I costi di adesione al fondo pensione preesistente hanno un’elevata incidenza sulle prestazioni chieste. E’ importante informarsi preventivamente, consultando il sito COVIP si possono trovare indicazioni utili. Quando il lavoratore che ha dato la sua adesione al fondo giunge al momento del pensionamento, avendo accumulato cinque anni di partecipazione al fondo, può ricevere tutto il capitale accumulato in rendita che costituirà la pensione complementare; fino a un massimo del 50% del montante accumulato in capitale e il restante in rendita; tutta la propria posizione in capitale, ma solo se il 70% del montante accumulato dà una rendita annua inferiore al 50% dell’assegno sociale.
ANTICIPI
RISCATTI
Invalidità permanente che comporti la riduzione della capacità di lavoro a meno di un terzo o inoccupazione superiore ai 48 mesi, dimissioni o licenziamento, decesso dell’aderente, in qualsiasi momento si verifichi la suddetta situazione, tutto il capitale, con tassazione del 23% per dimissioni e licenziamento, tra il 9% e il 15% negli altri casi, a seconda degli anni di partecipazione al fondo.
Per inoccupazione tra 12 e 48 mesi, in caso di ricorso da parte del datore di lavoro a mobilità, cassa integrazione guadagni, ordinaria o straordinaria, in qualsiasi momento si materializzi la situazione, fino al 50% del capitale, con una tassazione tra il 9 e il 15% a seconda degli anni di partecipazione al fondo pensione.
In alternativa al riscatto, se non mancano più di 5 anni alla pensione di vecchiaia, si può chiedere al fondo pensione il pagamento di una rendita integrativa temporanea anticipata (RITA).
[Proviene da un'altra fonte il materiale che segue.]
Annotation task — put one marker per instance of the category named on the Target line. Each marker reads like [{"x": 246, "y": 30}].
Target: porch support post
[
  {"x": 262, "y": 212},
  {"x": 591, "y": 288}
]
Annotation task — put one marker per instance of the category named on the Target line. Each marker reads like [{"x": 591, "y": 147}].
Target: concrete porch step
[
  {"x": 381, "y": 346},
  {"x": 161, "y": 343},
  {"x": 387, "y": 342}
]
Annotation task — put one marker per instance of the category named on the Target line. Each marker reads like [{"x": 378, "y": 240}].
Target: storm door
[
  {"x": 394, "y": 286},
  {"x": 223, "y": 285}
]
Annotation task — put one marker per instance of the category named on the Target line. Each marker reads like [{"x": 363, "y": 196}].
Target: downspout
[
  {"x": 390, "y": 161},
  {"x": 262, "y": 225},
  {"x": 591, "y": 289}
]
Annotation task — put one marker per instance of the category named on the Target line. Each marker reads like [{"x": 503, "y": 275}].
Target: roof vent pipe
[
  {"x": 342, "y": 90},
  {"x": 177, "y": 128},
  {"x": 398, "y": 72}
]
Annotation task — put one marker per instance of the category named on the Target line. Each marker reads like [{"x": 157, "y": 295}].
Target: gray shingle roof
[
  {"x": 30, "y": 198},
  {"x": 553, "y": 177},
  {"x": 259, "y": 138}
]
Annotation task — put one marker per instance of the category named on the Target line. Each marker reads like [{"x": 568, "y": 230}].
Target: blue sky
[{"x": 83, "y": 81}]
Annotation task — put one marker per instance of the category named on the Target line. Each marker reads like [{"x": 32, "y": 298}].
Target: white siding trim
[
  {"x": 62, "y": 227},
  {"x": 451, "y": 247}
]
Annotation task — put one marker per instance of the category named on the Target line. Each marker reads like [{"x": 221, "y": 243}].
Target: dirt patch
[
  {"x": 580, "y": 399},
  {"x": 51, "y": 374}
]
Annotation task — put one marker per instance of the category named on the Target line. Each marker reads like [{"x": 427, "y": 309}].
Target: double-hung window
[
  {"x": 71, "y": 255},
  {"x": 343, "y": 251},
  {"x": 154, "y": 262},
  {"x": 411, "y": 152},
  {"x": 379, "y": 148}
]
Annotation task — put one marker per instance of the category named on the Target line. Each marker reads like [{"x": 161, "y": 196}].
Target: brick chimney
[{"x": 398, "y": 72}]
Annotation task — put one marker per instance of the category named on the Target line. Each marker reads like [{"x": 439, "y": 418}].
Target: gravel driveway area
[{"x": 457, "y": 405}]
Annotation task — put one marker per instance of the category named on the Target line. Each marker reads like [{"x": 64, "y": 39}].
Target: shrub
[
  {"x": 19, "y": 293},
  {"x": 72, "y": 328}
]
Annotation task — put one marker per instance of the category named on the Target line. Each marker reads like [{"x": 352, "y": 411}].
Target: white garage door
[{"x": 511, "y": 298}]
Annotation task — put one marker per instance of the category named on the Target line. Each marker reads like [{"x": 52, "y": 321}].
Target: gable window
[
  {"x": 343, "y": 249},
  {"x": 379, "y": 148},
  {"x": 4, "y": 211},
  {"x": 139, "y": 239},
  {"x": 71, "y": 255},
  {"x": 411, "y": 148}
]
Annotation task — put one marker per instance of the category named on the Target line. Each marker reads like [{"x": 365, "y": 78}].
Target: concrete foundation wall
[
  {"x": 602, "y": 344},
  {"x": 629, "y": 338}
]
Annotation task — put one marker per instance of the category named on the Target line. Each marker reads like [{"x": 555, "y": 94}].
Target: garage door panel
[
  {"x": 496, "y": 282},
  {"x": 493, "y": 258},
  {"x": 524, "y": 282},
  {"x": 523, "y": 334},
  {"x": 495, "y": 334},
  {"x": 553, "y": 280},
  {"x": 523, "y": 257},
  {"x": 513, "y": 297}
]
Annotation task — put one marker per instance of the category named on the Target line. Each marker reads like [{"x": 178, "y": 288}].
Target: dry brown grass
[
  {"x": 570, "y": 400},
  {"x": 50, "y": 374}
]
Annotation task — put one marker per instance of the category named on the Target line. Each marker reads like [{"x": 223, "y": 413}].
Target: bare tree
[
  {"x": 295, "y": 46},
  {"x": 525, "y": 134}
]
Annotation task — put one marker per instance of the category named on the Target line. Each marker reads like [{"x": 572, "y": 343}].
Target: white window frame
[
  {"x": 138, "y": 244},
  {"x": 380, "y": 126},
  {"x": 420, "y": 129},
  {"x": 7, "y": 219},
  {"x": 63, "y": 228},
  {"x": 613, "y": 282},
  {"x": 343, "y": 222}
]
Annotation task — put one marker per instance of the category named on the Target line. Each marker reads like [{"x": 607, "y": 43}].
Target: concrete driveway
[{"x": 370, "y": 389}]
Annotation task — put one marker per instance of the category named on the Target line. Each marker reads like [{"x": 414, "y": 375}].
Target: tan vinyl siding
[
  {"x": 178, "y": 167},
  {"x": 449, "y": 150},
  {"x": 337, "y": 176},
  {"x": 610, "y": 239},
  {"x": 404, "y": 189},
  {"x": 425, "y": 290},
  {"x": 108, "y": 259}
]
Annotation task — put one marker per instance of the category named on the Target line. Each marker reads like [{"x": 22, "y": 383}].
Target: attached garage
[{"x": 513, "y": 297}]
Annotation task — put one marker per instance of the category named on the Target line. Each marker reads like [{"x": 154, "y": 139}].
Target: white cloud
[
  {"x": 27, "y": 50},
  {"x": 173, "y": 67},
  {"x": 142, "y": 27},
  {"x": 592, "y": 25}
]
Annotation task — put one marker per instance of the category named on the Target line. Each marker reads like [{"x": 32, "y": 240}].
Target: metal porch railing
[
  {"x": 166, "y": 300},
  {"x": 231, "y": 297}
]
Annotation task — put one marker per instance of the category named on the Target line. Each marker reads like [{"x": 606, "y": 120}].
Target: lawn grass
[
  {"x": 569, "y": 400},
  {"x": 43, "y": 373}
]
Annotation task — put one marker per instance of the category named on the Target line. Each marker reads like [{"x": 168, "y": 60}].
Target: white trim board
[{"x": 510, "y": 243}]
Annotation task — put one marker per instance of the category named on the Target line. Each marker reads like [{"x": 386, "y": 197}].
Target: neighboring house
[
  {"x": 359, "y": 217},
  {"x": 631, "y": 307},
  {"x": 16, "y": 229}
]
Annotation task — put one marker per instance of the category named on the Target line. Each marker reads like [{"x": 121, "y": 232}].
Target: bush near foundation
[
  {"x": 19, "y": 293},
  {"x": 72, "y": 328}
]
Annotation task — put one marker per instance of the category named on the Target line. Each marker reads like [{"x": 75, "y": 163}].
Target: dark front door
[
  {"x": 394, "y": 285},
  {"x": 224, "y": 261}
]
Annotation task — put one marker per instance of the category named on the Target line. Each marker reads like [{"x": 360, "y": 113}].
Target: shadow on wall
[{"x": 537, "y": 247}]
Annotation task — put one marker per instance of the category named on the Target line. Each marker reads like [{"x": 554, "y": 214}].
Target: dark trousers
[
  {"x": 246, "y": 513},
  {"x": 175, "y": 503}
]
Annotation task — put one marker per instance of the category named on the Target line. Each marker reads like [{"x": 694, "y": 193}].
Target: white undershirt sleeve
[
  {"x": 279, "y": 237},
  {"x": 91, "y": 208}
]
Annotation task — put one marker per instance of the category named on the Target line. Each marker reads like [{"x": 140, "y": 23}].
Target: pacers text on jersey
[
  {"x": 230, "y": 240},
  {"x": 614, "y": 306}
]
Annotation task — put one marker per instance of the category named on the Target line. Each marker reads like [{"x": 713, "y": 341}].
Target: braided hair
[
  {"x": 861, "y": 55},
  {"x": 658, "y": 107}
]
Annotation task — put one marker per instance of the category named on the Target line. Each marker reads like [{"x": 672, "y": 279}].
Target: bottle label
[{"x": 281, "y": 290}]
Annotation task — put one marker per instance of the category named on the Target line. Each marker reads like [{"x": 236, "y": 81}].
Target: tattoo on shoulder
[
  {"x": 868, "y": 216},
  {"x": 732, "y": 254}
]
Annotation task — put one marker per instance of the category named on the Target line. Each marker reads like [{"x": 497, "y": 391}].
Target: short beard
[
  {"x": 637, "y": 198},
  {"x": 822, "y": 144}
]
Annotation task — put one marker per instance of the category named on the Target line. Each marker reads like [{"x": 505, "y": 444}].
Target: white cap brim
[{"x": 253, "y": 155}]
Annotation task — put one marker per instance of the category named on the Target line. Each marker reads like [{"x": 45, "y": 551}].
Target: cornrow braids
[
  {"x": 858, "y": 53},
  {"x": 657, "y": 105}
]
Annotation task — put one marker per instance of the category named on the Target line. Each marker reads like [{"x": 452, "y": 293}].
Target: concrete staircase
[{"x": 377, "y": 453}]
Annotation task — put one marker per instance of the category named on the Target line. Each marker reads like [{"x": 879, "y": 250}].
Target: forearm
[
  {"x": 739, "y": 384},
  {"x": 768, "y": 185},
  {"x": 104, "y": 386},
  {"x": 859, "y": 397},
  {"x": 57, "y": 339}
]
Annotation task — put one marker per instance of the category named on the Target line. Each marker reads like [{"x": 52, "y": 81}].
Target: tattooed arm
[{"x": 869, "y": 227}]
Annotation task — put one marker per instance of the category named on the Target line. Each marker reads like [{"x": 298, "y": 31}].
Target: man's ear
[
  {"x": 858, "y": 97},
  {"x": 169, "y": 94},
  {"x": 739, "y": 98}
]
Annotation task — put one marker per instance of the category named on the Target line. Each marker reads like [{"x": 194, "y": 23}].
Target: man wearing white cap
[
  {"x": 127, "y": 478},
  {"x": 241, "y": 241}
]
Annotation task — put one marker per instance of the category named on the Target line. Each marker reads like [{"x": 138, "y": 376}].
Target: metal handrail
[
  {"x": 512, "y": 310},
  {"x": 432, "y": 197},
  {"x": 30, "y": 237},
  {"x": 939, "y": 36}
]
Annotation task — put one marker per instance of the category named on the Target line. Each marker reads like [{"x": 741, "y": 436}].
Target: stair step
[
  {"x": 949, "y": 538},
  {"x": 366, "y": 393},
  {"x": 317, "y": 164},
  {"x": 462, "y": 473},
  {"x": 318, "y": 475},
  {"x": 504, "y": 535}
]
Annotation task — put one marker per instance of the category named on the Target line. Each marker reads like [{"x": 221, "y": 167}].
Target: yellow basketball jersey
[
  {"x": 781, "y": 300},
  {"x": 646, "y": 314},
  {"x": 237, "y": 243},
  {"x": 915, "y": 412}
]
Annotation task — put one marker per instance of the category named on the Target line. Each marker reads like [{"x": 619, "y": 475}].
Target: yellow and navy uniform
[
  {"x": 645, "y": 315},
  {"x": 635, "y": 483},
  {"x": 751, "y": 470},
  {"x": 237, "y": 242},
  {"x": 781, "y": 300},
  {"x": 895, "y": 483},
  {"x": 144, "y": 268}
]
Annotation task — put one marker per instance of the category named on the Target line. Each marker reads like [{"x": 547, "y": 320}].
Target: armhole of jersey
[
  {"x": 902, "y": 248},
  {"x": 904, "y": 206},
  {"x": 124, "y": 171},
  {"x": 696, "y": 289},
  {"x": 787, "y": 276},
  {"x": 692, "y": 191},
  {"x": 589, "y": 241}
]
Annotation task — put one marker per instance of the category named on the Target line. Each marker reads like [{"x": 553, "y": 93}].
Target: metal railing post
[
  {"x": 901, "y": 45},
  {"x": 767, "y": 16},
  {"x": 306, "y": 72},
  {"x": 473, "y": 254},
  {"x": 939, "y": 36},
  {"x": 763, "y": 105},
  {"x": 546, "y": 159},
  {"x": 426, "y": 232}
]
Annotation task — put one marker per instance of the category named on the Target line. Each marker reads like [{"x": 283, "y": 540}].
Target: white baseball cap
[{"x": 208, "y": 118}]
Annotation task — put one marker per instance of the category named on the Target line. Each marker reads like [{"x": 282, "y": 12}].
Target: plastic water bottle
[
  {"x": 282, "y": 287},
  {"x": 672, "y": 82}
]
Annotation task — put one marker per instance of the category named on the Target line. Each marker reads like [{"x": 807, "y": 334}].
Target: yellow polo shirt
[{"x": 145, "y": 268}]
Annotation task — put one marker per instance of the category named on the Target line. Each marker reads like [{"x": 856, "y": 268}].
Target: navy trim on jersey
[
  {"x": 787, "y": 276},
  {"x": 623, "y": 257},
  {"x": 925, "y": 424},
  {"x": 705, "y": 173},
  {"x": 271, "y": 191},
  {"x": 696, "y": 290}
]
Per beneficiarne deve essere cessata l’attività lavorativa, avere almeno 5 anni di partecipazione alla previdenza complementare e 20 anni di contribuzione alla previdenza obbligatoria. Si può anche richiederla fino a 10 anni prima dell’età pensionabile, se si è inoccupati da oltre 24 mesi. In ambo i casi, la rendita verrà corrisposta fino al conseguimento dell’età per la pensione di vecchiaia prevista nel sistema pensionistico obbligatorio.